Le film Ru a pratiquement fait salle comble au Cinéma Le Scénario de La Pocatière. Lors d’une projection spéciale organisée par la propriétaire Marie-Josée D’Anjou, les cinéphiles de la région, touchés unanimement par l’œuvre, ont pu échanger à la toute fin avec Kim Thúy, auteure du livre du même nom qui a inspiré le film, et le réalisateur Charles-Olivier Michaud.
Un regard respectueux, délicat et « non américain » sont autant de qualificatifs entendus à la suite de la projection de Ru, le 2 décembre dernier. Une Kim Thúy verbomotrice, un qualificatif qu’elle s’est attribué délibérément, a répondu généreusement à toutes les questions qui lui ont été adressées, apportant un éclairage supplémentaire sur le destin de certains des personnages du film d’inspiration autobiographique.

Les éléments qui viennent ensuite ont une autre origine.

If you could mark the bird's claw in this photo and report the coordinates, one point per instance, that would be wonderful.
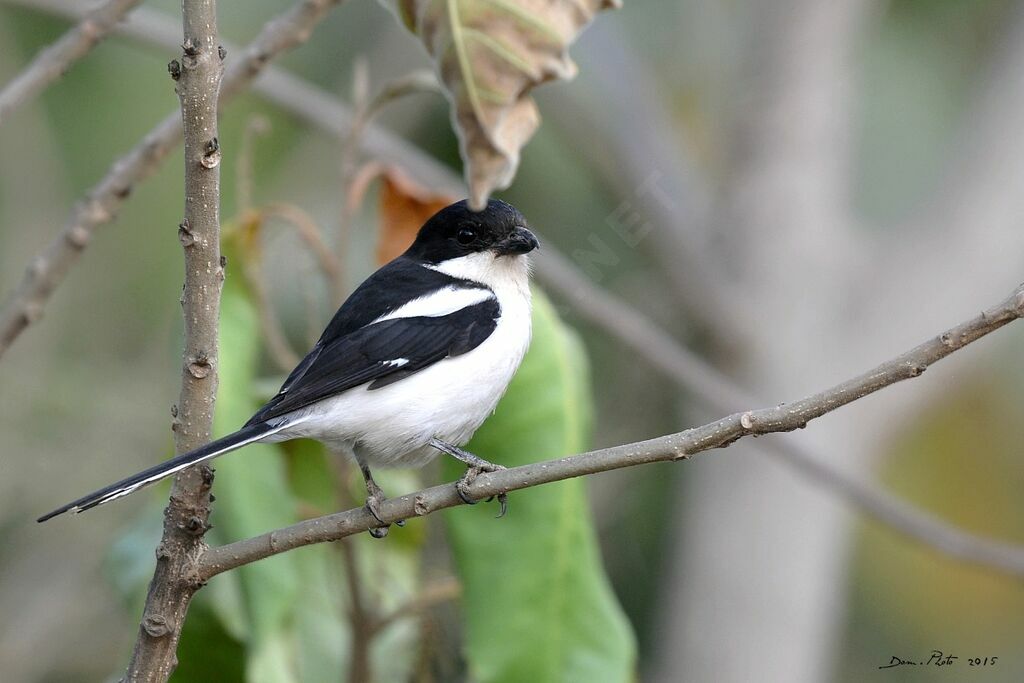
(473, 471)
(373, 506)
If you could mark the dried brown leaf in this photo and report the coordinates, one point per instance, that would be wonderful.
(489, 54)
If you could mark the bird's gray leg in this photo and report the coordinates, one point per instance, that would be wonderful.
(474, 466)
(375, 496)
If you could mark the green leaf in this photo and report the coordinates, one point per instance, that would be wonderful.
(537, 603)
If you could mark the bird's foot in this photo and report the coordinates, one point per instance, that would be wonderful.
(374, 502)
(475, 467)
(473, 471)
(375, 498)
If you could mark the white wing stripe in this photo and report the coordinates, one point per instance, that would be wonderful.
(440, 302)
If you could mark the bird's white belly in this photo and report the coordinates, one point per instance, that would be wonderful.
(449, 400)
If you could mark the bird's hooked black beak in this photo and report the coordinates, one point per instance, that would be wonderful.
(520, 241)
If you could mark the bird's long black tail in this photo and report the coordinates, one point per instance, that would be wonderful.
(240, 438)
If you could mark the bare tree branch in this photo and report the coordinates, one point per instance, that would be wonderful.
(102, 203)
(720, 393)
(53, 61)
(186, 517)
(783, 418)
(309, 102)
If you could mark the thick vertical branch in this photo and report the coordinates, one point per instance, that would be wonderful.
(174, 582)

Charles-Olivier Michaud a pour sa part expliqué sa démarche artistique, et dévoilé comment il est arrivé avec son équipe à recréer l’atmosphère de Saïgon dans un appartement de la rue Stanley à Montréal.
Sorti en salle le 24 novembre dernier, Ru met en vedette la jeune actrice Chloé Djandji qui joue le rôle de Tinh, inspiré de Kim Thúy. Le scénario est basé sur le livre paru en 2009, vendu à près de 550 000 exemplaires à travers le monde — sauf au Viêt Nam, où il est interdit de distribution —, et traduit en 28 langues. Il raconte l’histoire de Kim Thúy et de sa famille, réfugiés vietnamiens que l’Histoire retient comme étant les boat-people, et de leur intégration progressive à la société québécoise à la suite de leur arrivée à la fin des années 1970.

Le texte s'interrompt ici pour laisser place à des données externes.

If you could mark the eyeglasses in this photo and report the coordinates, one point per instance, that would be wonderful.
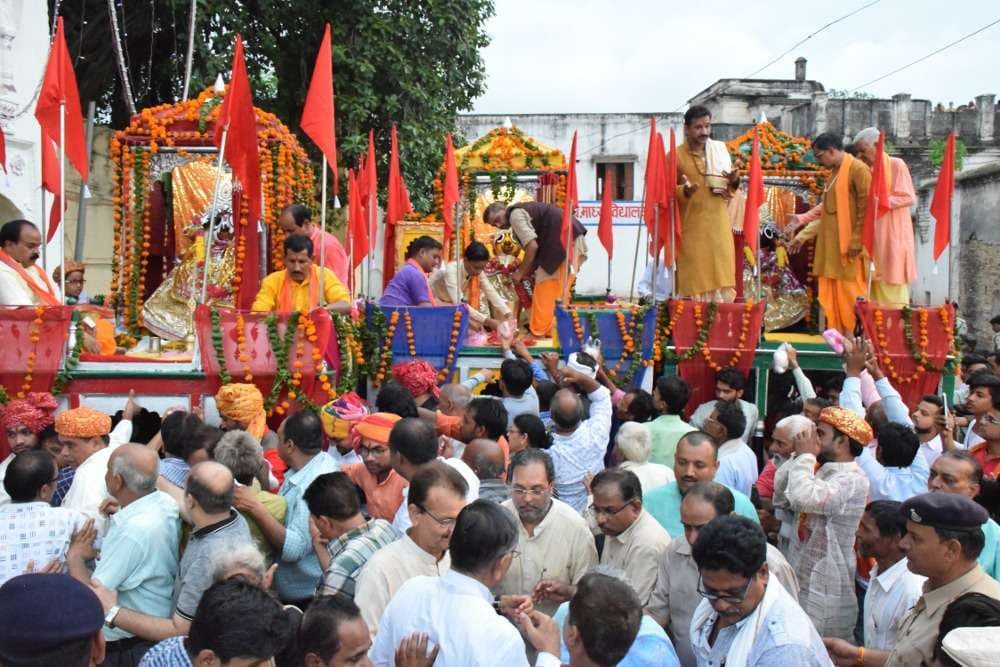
(444, 523)
(729, 599)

Le récit permet de comprendre comment la famille de Tinh a fui la dictature communiste vietnamienne, et comment elle s’est enracinée dans son pays d’adoption avec l’aide d’une famille québécoise typique de l’époque. En privilégiant les allers-retours dans le temps, le réalisateur alterne les passages plus durs, allant de l’arrestation par les militaires vietnamiens à la traversée, entassés dans la cale du bateau, ou passant des piètres conditions de vie dans les camps de réfugiés à celles plus réconfortantes des classes de francisation de Tinh, des premiers boulots de ses parents, des balades en raquette ou des rassemblements à la cabane à sucre avec la famille de parrainage.

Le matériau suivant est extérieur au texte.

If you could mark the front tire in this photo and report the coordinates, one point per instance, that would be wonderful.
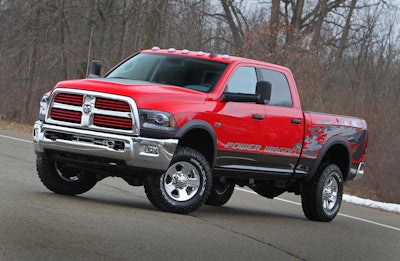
(184, 186)
(322, 197)
(61, 178)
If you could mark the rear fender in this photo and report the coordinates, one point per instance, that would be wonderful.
(336, 150)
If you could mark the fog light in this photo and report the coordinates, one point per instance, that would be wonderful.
(149, 150)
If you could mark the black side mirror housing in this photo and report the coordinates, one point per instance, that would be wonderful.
(95, 68)
(264, 89)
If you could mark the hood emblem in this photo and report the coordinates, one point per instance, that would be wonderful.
(87, 108)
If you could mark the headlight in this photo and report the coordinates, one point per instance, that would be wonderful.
(44, 104)
(157, 120)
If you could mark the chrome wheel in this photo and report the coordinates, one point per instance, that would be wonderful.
(181, 181)
(330, 193)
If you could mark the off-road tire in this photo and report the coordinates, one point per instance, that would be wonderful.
(221, 192)
(61, 178)
(184, 186)
(322, 196)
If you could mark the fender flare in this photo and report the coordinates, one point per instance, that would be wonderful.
(324, 150)
(199, 124)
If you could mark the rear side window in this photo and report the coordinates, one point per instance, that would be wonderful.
(280, 95)
(244, 80)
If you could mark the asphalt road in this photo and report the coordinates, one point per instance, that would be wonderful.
(115, 221)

L’ensemble du film repose sur les épaules de Chloé Djandji qui, dans un silence perpétuel et parlant, permet au cinéphile de se projeter dans son personnage de Tinh, et de bien ressentir toute la gamme des émotions qui accompagnent sa renaissance à la fois lumineuse et douloureuse dans ce nouveau pays. « Pour être capable de passer à travers tout ce qu’on a vécu, il fallait une forme d’anesthésie des sens, comme si notre corps se gelait pour survivre. En arrivant au Québec, on pense que le dégel va se faire instantanément, mais non, ça se fait lentement, comme un poulet qui sort du congélateur », a imagé humoristiquement Kim Thúy, à l’assistance.
Résonnance régionale
Marie-Josée D’Anjou tenait mordicus à ce que la tournée promotionnelle de Ru s’arrête à La Pocatière, là où est née L’AMIE, aide internationale à l’enfance, à la fin des années 1960. Connue pour ses premiers programmes de parrainage mis en place dès le début des années 1970, l’organisation a orchestré la venue au Canada de 380 enfants vietnamiens et cambodgiens entre 1978 et 1987, dont la majorité a été placée dans des familles au Québec. « Beaucoup d’enfants ont quitté seuls, car ça coûtait moins cher. Souvent, le père était déjà dans un camp de rééducation. La mère amassait des sous avec la famille pour envoyer l’enfant à l’étranger », a résumé Kim Thúy.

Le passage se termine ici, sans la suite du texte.